Perhaps what I have written so far will make you suspect that I question the moral, intellectual and legal right of a playwright to have the final say whenever one of his plays is in the process of being produced. If this is the case, let me hasten to say that nothing could be further from my intention. I firmly believe in the legitimacy and importance of a playwright enforcing his authority, especially in this day and age when stage directors proliferate who, instead of being at the service of the text, tend to take quite a few hardly justifiable liberties and bestow themselves with an authorship that does not belong to them.
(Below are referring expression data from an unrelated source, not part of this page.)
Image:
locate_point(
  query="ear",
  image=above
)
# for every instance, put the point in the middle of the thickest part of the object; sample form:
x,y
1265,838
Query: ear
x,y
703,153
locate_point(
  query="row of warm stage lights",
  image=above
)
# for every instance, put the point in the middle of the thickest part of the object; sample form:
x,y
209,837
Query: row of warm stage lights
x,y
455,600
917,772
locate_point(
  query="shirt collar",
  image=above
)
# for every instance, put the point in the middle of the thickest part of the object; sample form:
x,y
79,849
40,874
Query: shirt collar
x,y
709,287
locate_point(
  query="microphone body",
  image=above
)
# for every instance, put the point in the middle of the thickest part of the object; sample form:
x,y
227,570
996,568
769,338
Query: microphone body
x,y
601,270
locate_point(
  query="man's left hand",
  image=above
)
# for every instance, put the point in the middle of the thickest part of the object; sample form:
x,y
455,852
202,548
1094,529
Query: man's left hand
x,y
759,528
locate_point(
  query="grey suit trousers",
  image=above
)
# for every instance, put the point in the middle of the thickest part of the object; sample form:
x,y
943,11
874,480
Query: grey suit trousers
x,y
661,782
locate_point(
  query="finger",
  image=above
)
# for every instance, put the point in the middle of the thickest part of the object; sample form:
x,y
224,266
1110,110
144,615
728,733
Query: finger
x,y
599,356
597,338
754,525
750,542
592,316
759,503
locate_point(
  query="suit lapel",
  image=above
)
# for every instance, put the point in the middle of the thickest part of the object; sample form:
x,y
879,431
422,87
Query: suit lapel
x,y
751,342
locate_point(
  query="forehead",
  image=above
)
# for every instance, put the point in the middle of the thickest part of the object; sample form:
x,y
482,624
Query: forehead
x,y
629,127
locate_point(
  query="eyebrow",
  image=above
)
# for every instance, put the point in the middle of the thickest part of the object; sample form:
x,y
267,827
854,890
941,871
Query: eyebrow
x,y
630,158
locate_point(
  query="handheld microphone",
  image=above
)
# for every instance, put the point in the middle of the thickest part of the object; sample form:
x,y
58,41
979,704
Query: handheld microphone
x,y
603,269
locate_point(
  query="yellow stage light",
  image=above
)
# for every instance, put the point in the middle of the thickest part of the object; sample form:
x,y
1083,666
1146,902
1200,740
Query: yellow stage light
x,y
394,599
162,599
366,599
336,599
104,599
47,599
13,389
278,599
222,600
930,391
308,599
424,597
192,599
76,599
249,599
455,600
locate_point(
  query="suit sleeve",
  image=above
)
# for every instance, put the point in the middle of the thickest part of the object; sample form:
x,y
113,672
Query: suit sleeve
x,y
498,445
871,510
Those stage directors who give themselves such author’s airs are indeed one of the curses of the present-day theatrical world.

And needless to say, I also regard as something totally legitimate the playwright’s right to control the translations of his plays before they reach the press or the stage. Of course I do. There are a lot of bad translations that, with their semantic mistakes and stylistic imperfections, represent an annoying burden a specific theatrical production may have to drag up to the stage and which is often in a big problem for the production and its audience’s reception.

However, when someone decides to enforce his rights —and now I am referring to any field of human activity—I should think that practical logic, common sense and the most elementary ethics would incline him to do it in such a way that is both clever and useful to his own interests, rather than offensive to the party that might supposedly endanger those rights. My personal experience of having had to translate this play of yours has made me see how pathetic authority can be when it is exerted in such a way that it’s of absolutely no use other than to gratuitously humiliate a professional who has tried to do his job as well as he can.

And allow me to be a bit repetitive: your way of exerting your authority as a playwright —at least as far as translations are concerned—  is, from a pragmatic point of view, absolutely useless. The grids you compel your translators to fill in do not guarantee in the least the quality of a translation. Do you honestly think it possible that anyone who has done a bad translation will be able to detect his own translation mistakes and be as reckless as to enumerate them explicitly?

In order to guarantee some positive results in this sense, I cannot think of any other way of achieving that than engaging the services of someone who is both proficient in the source language and the target language and is at the same time familiar enough with the requirements of theatrical language. Only if such person does a detailed reading of the translation of the full text and confronts it with the original will you be able to have a solid base for approving of or refusing a translation, apart from saving your future translators a waste of time and an unnecessary humiliation.

At the beginning of this letter I mentioned respect as one of the priorities that govern my work as a translator; it would have been really thoughtful of you if such attitude had been reciprocal.

Yours,

Joan Sellent

FUENTES: Revista Núvol y El castellano.org

Notas del bloguero: Parece que al representante literario de Albee le gustó la respuesta del traductor, pero presumo que no al destinatario de la misiva. Como dice Sallent, el respecto debe ser mutuo, y si el autor desconfía del trabajo de su traductor, lo tenía fácil, contratar los servicios de alguien que domine  la lengua de origen y la de destino y, por supuesto, que conozca el lenguaje teatral. Luego confrontar los dos textos y así, llegado el caso, tener una base sólida para la crítica. Esto está muy lejos de molestar, y en cierta forma humillar, al traductor pidiéndole que la haga una absurda lista. Además ni sabía a que lengua estaba traduciendo Sallent, ya que le habla de “palabras españolas”. Por otra parte, decir que la profesionalidad y calidad de las traducciones teatrales de Sellent son conocidas y reconocidas por profesionales, críticos y todo amante del teatro que conoce su trabajo.